Steenhuisen’s faux pas has seemingly lit a fire under cupcake-in-chief Cyril Ramaphosa, who chastised the DA, calling the flag “a sacred article in the life of our country”, adding that it “united all of us”.
“It is despicable that a political party can, as it seeks to express itself, go and burn the symbol of our unity [and] the symbol of our existence as a nation,” Buffalo Bill contended.
“And I think it is treasonous because anybody, particularly an organisation, that does something like that for political expediency should really be ashamed of themselves because it is the most despicable political act that anyone can embark upon, particularly when they are campaigning for votes,” he added.

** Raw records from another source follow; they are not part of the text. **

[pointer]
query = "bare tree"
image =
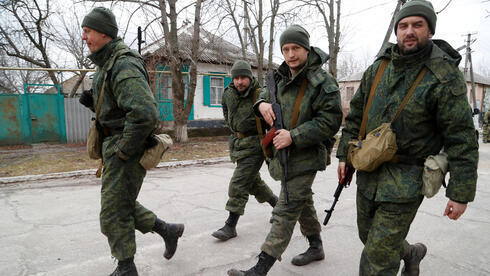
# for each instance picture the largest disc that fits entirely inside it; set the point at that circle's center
(28, 25)
(71, 42)
(182, 106)
(330, 14)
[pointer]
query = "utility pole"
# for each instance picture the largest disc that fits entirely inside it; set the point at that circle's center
(469, 61)
(245, 25)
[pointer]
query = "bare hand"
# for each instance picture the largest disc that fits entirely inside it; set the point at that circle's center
(454, 209)
(267, 112)
(282, 139)
(341, 170)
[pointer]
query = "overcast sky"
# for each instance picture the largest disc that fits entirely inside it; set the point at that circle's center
(365, 24)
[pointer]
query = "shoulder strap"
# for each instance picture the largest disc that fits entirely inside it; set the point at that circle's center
(259, 125)
(381, 69)
(298, 102)
(101, 95)
(410, 92)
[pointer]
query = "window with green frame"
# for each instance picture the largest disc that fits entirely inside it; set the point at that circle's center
(213, 88)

Those were bold words from a suit whose presidency has covered the country in the soot of record-high unemployment numbers, which stand at a staggering 32.1%.

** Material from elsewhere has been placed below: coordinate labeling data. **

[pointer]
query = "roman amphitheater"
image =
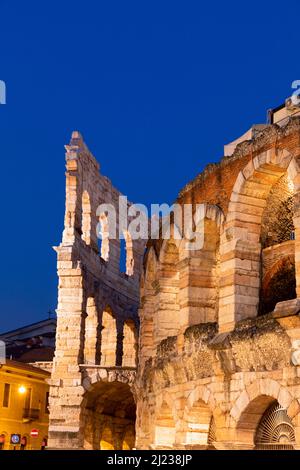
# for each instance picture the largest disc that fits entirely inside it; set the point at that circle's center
(187, 349)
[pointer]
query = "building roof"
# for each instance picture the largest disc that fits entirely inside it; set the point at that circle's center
(24, 367)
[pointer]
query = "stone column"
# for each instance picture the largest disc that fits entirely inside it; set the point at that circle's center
(66, 392)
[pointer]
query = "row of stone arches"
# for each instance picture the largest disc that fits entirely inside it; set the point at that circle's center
(224, 280)
(264, 416)
(105, 342)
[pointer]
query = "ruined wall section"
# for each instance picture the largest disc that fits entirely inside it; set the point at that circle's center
(95, 299)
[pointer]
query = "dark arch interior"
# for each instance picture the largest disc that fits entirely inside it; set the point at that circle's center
(282, 286)
(111, 408)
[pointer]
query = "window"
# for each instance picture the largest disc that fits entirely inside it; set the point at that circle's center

Steenhuisen and the DA would do well, then, to — like a phoenix rising from the ashes — resuscitate the stagnating Multi-Party Charter alliance, also known as the moonshot pact, seeking to coalesce in removing the ANC after elections.

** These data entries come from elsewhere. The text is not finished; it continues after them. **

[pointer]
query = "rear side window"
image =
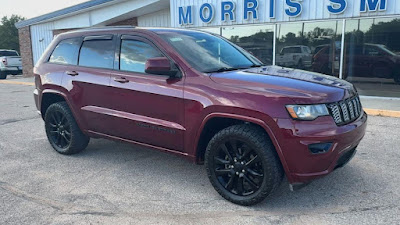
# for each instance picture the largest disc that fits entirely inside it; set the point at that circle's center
(66, 52)
(97, 53)
(134, 55)
(8, 53)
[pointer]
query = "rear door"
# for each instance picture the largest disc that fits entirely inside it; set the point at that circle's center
(147, 108)
(88, 82)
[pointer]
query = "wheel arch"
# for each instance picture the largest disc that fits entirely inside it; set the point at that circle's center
(218, 121)
(51, 96)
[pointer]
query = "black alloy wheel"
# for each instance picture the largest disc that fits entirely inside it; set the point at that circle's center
(242, 164)
(238, 168)
(62, 130)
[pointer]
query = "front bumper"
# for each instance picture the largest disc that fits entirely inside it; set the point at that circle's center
(11, 70)
(302, 165)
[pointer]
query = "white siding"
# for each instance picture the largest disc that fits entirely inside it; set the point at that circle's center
(42, 34)
(161, 18)
(312, 10)
(41, 37)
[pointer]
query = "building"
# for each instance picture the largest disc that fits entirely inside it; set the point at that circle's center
(356, 40)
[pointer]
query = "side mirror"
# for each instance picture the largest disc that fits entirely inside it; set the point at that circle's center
(160, 66)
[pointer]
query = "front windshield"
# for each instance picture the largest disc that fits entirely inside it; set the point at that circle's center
(384, 48)
(208, 53)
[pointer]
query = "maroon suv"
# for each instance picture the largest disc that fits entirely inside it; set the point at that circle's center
(199, 96)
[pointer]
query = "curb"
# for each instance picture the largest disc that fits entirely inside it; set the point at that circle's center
(16, 82)
(380, 112)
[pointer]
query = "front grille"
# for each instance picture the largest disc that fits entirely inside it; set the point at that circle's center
(346, 111)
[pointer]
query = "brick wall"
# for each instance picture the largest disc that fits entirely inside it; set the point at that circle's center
(25, 45)
(57, 32)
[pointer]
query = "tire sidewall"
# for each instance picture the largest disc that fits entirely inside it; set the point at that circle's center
(52, 109)
(268, 182)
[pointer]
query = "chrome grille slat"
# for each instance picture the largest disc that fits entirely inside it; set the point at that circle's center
(345, 111)
(351, 109)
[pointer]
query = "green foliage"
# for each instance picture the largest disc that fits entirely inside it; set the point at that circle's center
(9, 33)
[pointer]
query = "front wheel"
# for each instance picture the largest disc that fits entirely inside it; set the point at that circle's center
(3, 75)
(242, 164)
(62, 130)
(397, 79)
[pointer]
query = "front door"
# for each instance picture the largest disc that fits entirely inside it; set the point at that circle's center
(147, 108)
(88, 83)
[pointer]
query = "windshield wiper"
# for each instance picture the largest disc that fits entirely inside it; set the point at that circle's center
(224, 69)
(255, 66)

The alliance, like a candle in the wind, is striving to keep the flame alive amid accusations by Action SA, one of the charter partners, that the DA is refusing to run through the fire with its friends to unseat the ANC.
Things came to a head last month when the DA declined to support an ActionSA mayoral candidate in Ekurhuleni after the latter had successfully sponsored a motion to remove Sivuyile Ngodwana from the African Independent Congress, which has a paltry three of the council’s 224 seats.
The musical chairs led to the election of the ANC’s Nkosindiphile Doctor Xhakaza as mayor, with Siyanda Makhubo, ActionSA’s Ekurhuleni caucus leader, stating that the DA, which neither supported Ngodwana’s removal nor endorsed a candidate from its alliance to succeed, had displayed “leadership failures”.
Steenhuisen has his work cut in trying to strengthen and unify his alliance if he harbours any hope of extinguishing the ANC’s 30-year reign of misgovernance.
It should not be too much of a problem, I don’t think — what with him being the leader of a party that takes great pride in holding hands with all races around the campfire to sing Kumbaya.
And that would surely lead Steenhuisen, as the renowned torch bearer that he is, to blazing a trail all the way to the Union Buildings’ corner office.